Les lettres fermes de l'adresse, tracées à l'encre violette(elle n'a pas changé d'encre non plus) brillent encore un peu.

"Monsieur Antoine Roquentin."

Comme j'aime lire mon nom sur ces enveloppes. Dans un brouillard j'ai retrouvé un de ces sourires, j'ai deviné ses yeux, sa tête inclinée: quand j'étais assis, elle venait se planter devant moi en souriant. Elle me dominait de tout le buste, elle me saisissait aux épaules et me secouait à bras tendus.

L'enveloppe est lourde, elle doit contenir au moins six pages. Les pattes de mouches de mon ancienne concierge chevauchent cette belle écriture:

"Hôtel Printania - Bouville."

Ces petites lettres-là ne brillent pas.

je décachette la lettre, ma désillusion me rajeunit de six ans:

"Je ne sais comment Anny peut s'y prendre pour gonfler ainsi ses enveloppes: il n'y a jamais rien dedans."

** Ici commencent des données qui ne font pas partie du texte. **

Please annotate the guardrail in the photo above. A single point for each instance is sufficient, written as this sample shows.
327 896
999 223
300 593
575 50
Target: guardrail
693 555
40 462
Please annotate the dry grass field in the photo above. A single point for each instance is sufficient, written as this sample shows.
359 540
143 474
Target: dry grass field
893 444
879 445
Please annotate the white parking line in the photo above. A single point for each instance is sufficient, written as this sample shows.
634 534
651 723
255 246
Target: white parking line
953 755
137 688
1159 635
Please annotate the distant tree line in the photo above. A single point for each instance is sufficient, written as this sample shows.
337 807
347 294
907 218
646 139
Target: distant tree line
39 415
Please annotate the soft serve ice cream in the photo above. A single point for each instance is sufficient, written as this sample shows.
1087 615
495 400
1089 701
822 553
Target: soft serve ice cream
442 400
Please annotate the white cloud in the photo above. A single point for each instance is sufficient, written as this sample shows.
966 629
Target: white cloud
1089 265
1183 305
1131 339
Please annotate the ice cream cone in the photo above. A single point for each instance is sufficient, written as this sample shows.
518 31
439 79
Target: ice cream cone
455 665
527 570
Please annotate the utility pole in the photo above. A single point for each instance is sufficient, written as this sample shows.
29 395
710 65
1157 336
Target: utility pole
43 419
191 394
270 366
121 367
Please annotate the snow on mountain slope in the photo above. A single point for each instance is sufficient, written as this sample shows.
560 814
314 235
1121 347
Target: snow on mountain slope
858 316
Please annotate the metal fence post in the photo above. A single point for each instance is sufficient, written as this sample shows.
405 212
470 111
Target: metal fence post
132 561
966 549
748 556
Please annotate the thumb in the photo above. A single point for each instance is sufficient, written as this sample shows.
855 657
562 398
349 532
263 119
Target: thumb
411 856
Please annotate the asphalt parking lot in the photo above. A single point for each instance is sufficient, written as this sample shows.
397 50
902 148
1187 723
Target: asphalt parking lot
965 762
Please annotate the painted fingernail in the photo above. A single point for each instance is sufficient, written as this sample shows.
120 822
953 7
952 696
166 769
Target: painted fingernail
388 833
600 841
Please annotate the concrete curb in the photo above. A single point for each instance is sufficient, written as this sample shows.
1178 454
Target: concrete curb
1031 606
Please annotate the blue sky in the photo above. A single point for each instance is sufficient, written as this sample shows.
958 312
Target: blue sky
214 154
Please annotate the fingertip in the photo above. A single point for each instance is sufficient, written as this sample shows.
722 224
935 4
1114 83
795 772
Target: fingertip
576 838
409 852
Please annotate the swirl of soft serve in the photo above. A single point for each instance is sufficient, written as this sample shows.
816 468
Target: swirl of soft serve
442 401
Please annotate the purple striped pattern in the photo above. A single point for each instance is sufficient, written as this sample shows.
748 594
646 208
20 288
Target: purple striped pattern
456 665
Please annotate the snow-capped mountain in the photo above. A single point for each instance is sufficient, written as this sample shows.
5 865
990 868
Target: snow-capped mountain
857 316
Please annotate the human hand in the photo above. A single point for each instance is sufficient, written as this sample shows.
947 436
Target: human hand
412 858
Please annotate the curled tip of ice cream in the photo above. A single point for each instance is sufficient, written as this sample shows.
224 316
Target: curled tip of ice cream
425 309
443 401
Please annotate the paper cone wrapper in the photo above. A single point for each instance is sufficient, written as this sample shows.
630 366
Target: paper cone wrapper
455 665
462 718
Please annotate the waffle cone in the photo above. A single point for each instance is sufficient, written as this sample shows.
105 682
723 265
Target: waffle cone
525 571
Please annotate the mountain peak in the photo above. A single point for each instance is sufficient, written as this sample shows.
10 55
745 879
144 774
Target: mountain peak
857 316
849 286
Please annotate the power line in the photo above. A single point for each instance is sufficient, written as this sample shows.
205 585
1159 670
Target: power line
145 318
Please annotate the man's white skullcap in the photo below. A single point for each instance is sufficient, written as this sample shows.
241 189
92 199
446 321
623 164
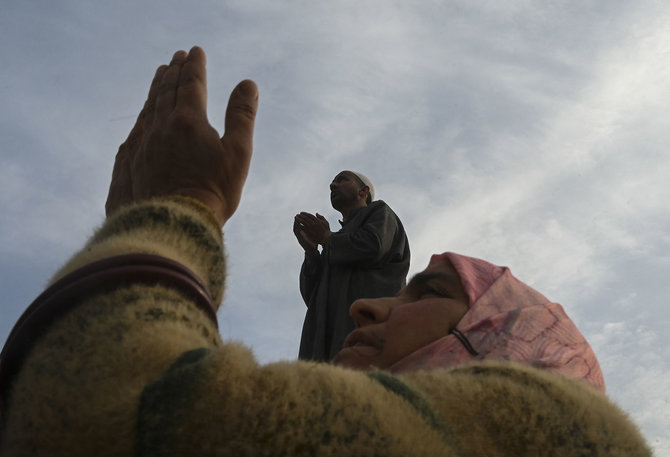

Cette phrase, je l'ai dite cent fois au printemps de 1924, en luttant, comme aujourd'hui, pour extraire de la doublure un bout de papier quadrillé. La doublure est une splendeur vert sombre avec des étoiles d'or; on dirait une lourde étoffe empesée. À elle seule, elle fait les trois quarts du poids de l'enveloppe.

Anny a écrit au crayon:

"Je passerai à Paris dans quelques jours. Viens me voir à l'hôtel d'Espagne, le 20 février. Je t'en prie(elle a rajouté "je t'en prie" au-dessus de la ligne et l'a rejoint à "me voir" par une curieuse spirale). Il faut que je te voie. Anny."

À Meknès, à Tanger, quand je rentrais, le soir, je trouvais parfois un mot sur mon lit: "Je veux te voir tout de suite". Je courais, Anny m'ouvrait, les sourcils levés, l'air étonné: elle n'avait plus rien à me dire; elle m'en voulait un peu d'être venu. J'irai; peut-être qu'elle refusera de me recevoir. Ou bien on me dira au bureau de l'hôtel: "Personne de ce nom n'est descendu chez nous". Je ne crois pas qu'elle ferait ça. Seulement elle peut m'écrire, dans huit jours, qu'elle a changé d'avis et que ce sera pour une autre fois.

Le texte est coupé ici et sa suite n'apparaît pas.